Trade organizations have submitted their regulatory wish lists to the NCUA as the agency prepares to undergo its annual rule review.
CUNA made 17 recommendations that cover a wide spectrum, including business loan flexibility, continuing to postpone proposed rules on loan participations, streamlining merger and FOM changes, treating interest on lawyers trust accounts (IOLTAs) as fiduciary accounts for share insurance purposes, and expanding the definition of “small credit union.”
“Regulators have many tools at their disposal and there are many steps that agencies could take to mitigate regulatory burdens for credit unions,” said CUNA President/CEO Bill Cheney in a letter to NCUA Chairman Debbie Matz. “We urge NCUA to be as proactive as possible, consistent with statutory requirements and reasonable safety and soundness expectations, to mitigate regulatory requirements for credit unions.”
CUNA also recommended the NCUA form an advisory council, which would discuss problem areas and trends and help identify regulatory burdens, barriers and incentives.

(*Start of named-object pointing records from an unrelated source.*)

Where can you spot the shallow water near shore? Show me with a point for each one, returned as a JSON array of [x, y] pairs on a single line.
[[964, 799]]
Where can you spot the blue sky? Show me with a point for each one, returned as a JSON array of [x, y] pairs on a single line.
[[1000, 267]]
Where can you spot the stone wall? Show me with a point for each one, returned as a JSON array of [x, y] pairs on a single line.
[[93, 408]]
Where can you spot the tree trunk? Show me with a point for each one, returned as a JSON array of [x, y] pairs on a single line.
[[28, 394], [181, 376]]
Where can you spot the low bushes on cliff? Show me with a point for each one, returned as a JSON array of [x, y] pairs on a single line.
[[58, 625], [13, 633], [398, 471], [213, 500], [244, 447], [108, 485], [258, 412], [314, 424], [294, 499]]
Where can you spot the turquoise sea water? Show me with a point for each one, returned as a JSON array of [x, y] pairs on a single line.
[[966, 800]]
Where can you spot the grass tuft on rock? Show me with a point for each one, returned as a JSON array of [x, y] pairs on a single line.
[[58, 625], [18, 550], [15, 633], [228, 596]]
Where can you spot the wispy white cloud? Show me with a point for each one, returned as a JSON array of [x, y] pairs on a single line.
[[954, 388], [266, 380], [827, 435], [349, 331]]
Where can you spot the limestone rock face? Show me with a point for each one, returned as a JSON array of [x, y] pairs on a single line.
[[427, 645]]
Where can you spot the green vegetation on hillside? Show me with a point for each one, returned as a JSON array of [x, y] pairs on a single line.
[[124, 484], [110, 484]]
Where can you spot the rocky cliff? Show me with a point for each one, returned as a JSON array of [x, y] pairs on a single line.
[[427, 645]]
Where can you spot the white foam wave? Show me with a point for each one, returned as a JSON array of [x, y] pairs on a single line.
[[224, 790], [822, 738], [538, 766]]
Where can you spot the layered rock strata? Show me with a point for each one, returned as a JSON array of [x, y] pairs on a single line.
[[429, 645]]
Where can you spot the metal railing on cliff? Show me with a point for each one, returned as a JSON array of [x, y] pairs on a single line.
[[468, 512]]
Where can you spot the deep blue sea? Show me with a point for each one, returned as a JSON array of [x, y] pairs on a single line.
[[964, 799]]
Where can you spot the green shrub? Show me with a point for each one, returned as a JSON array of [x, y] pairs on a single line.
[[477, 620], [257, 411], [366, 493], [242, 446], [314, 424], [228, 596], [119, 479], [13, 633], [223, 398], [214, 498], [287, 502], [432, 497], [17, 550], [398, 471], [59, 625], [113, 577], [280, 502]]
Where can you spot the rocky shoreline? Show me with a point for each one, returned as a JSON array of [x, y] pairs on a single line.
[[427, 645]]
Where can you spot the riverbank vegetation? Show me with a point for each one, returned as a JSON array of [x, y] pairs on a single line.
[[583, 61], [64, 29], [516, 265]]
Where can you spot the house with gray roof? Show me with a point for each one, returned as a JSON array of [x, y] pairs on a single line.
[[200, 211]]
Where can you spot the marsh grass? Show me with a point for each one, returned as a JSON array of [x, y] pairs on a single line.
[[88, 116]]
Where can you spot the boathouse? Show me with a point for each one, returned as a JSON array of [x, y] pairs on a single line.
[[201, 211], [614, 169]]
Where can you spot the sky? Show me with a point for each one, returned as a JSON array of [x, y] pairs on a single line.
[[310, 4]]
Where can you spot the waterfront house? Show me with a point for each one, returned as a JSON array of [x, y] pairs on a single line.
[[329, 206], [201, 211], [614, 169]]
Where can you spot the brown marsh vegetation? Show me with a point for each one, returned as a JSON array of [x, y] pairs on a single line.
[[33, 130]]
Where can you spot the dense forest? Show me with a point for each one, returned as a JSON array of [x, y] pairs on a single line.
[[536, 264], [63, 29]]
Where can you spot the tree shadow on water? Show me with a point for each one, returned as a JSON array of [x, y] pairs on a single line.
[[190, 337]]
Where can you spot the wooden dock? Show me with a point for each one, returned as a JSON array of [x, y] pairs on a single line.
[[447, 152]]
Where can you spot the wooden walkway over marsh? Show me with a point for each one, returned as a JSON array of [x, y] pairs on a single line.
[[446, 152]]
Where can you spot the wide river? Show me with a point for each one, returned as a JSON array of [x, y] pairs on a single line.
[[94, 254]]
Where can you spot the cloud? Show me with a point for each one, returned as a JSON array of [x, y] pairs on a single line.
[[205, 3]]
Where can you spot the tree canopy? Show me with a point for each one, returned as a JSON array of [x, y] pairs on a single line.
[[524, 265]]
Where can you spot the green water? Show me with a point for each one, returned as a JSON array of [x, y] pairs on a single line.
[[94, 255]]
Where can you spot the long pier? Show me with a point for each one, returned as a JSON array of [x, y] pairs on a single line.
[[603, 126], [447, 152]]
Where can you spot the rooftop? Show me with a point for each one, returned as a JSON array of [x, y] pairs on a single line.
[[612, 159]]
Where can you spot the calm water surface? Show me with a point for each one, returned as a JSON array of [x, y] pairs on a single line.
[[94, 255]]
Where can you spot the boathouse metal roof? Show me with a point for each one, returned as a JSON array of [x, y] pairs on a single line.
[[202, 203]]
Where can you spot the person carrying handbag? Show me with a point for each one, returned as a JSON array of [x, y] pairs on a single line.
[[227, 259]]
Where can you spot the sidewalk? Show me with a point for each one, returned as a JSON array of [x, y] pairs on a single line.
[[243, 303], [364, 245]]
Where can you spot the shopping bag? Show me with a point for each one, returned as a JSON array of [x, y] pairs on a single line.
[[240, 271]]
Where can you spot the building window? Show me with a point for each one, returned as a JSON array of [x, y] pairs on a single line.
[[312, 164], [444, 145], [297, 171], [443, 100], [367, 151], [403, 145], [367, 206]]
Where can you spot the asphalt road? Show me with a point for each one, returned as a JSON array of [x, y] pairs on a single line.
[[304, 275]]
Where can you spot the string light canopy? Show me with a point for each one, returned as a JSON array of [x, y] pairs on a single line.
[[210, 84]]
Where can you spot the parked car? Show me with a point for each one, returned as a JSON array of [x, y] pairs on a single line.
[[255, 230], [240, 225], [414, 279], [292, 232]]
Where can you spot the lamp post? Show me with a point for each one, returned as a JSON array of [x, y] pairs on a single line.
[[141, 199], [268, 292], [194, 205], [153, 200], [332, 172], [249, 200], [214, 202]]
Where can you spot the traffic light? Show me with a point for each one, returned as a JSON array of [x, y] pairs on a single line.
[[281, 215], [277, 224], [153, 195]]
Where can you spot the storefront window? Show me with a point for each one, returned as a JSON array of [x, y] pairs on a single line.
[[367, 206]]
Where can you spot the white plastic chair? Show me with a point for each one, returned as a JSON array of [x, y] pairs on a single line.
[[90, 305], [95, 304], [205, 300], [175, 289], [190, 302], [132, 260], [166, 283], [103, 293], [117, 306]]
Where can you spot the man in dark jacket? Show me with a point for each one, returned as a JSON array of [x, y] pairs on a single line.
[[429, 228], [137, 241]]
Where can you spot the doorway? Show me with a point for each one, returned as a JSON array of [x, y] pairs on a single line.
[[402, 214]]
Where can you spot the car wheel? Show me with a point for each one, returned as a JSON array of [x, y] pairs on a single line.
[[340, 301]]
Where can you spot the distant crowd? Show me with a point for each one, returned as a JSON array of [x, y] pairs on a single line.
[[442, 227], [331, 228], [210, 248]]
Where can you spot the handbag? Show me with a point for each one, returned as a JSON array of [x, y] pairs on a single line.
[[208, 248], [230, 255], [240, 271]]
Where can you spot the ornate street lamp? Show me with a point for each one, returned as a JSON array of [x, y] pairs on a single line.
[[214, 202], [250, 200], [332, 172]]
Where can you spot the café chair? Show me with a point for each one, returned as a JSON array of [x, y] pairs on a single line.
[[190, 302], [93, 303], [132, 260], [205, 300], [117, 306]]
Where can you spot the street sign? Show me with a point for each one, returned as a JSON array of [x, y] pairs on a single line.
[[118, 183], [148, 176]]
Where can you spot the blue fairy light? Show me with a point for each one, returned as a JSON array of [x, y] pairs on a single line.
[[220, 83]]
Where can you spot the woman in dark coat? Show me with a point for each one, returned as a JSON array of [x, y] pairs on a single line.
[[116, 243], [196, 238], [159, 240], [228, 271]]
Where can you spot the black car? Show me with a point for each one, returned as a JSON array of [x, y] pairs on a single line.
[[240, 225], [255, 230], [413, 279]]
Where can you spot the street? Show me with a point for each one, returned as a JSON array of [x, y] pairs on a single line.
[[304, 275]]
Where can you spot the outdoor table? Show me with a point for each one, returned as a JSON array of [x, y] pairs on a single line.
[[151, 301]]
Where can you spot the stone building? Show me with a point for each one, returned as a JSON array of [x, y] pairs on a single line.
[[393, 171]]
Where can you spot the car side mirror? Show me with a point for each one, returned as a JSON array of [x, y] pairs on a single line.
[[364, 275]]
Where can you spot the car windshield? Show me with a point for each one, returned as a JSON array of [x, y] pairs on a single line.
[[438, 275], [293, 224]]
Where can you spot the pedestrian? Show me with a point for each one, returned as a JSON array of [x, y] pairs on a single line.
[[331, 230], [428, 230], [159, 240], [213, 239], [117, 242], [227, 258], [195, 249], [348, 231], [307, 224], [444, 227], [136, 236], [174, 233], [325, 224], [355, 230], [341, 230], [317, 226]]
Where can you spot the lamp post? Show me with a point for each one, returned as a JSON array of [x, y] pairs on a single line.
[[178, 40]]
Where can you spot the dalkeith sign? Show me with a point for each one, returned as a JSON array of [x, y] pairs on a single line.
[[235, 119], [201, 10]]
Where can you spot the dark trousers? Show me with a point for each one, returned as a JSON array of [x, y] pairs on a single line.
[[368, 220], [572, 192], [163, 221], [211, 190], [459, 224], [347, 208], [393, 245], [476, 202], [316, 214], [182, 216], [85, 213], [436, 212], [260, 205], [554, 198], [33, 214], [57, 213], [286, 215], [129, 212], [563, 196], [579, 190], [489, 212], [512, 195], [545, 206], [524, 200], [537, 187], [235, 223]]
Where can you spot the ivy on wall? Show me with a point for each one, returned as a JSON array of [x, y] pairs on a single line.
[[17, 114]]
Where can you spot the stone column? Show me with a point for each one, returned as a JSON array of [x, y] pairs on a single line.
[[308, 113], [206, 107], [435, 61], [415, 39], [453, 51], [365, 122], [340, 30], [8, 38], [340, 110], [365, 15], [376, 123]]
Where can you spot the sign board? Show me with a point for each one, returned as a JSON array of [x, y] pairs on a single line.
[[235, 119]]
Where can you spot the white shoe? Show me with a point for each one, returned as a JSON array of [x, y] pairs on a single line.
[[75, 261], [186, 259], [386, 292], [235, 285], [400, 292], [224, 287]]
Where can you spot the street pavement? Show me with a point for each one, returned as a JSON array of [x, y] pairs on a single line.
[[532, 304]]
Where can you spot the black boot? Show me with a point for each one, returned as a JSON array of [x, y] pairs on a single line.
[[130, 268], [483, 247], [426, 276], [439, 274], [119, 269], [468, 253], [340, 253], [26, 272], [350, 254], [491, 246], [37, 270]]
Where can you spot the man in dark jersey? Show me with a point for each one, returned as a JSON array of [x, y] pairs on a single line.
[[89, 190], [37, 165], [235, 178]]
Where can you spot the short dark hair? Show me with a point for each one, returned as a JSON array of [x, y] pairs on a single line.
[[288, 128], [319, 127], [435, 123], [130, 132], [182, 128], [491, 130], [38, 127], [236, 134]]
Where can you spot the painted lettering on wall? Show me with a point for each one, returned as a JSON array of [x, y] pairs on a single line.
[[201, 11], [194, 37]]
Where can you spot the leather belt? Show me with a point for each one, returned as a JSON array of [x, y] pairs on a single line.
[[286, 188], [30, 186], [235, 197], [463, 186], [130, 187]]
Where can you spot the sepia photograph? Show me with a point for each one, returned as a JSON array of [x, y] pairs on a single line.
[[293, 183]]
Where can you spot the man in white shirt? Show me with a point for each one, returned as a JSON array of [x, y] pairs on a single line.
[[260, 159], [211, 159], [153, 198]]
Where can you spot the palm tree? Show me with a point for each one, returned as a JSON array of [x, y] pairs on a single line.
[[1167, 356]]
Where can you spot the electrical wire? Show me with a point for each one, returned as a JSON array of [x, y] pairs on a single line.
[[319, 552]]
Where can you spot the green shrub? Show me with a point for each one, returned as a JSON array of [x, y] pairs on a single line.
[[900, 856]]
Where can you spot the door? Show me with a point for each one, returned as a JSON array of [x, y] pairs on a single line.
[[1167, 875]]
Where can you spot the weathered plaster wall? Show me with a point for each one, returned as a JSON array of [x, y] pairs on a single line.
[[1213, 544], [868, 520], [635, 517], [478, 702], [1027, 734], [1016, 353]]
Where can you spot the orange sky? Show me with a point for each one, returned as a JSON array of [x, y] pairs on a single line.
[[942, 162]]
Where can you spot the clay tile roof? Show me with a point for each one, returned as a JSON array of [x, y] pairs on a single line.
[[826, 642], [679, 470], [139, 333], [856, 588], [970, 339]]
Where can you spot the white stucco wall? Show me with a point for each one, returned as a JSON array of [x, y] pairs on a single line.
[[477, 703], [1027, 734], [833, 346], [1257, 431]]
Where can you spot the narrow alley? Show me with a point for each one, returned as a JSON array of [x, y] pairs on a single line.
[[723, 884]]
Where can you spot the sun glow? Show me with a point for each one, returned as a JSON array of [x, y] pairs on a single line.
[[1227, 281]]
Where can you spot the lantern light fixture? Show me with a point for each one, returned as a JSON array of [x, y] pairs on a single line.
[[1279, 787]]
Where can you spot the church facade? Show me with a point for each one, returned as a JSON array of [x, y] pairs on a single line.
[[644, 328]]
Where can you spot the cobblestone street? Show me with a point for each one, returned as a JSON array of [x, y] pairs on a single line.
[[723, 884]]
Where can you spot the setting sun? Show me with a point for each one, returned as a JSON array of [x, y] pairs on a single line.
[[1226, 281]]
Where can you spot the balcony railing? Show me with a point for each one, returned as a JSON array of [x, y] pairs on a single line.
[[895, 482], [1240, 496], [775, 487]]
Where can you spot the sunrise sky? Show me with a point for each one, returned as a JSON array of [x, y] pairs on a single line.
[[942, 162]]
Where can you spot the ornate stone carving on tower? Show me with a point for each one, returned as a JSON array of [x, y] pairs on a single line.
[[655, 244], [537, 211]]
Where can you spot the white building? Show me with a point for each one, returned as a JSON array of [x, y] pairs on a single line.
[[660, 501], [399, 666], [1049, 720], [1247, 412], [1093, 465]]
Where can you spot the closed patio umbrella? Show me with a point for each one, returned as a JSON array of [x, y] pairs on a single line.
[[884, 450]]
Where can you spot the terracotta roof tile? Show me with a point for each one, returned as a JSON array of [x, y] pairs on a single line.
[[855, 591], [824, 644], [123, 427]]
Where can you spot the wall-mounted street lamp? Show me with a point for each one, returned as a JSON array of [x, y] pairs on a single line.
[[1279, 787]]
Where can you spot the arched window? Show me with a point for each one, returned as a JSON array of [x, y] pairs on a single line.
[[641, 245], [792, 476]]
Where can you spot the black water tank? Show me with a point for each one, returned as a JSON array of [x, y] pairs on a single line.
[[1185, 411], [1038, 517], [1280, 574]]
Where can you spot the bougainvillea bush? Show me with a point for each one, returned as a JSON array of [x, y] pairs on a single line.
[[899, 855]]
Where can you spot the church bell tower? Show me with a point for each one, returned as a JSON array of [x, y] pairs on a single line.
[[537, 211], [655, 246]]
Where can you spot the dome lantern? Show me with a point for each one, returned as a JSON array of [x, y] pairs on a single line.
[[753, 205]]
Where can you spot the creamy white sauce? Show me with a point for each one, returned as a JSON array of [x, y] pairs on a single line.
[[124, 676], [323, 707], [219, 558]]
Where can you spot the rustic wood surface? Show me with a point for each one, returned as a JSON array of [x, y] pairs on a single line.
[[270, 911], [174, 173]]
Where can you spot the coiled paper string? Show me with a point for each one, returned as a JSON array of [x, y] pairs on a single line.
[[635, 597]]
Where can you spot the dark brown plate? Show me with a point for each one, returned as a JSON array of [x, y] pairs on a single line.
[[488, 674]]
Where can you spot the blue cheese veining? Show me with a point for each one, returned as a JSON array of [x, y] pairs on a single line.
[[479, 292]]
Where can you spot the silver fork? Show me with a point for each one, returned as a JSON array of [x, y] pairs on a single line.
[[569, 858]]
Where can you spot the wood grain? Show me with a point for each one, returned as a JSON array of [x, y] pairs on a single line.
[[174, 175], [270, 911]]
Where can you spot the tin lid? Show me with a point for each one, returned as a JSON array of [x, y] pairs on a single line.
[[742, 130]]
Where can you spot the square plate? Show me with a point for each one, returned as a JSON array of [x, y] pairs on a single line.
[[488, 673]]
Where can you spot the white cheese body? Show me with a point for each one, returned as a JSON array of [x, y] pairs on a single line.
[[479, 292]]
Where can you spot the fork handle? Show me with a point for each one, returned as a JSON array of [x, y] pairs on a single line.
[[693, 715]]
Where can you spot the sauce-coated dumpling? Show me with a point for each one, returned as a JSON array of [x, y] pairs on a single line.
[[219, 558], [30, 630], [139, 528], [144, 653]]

The group could also serve as a useful sounding board as the agency develops proposals and directives for the credit union system, Cheney said.
Legal counsel Mary Dunn said CUNA will follow up with the NCUA, meeting with officials there to pursue the trade’s requests.
NASCUS, meanwhile, suggested recommendations that would benefit the state credit union system, including providing parity in some areas of NCUA's regulations and a consolidation of insurance rules in Part 741.
"NASCUS continues to take every opportunity to preserve and protect state authority in the oversight of state-chartered, federally insured credit unions," said NASCUS President/CEO Mary Martha Fortney. "Our comments for this year's Regulatory Review highlight a few areas where state law should be reinforced in the supervision of state charters."
First, NASCUS continues to encourage the NCUA to consolidate all insurance rules in Part 741 of NCUA’s Rules and Regulations. Federally insured, state-chartered credit unions must reference rules in both Part 741 and in applicable rules incorporated by reference in areas for federal credit unions.
Regarding loan participation regulations, NASCUS recommends eliminating the requirement of regional director approval when purchasing a loan participation interest at an institution not insured by the share insurance fund. This provision is more restrictive toward state-chartered credit unions than for federal credit unions.
"There is no compelling reason for the different standards for state and federally chartered institutions with respect to participation loans," NASCUS stated in its letter. "NASCUS recommends NCUA streamline the rules regarding loan participations to apply equally to state and federal credit unions."
Additionally, NASCUS suggested the agency make parity changes to Part 701.21, Loans to Members and Lines of Credit to Members, to align it with the treatment of state Member Business Lending rules in Part 723.20. NASCUS also recommends parity changes in 701.32, Payments on Shares by Public Units and Nonmembers, and encouraged the agency to include exemption language and defer to state law for certain areas of its conversion and merger rules.
The NCUA reviews all its existing regulations every three years, with the Office of General Counsel maintaining a rolling review schedule that identifies one-third of existing regulations for review each year.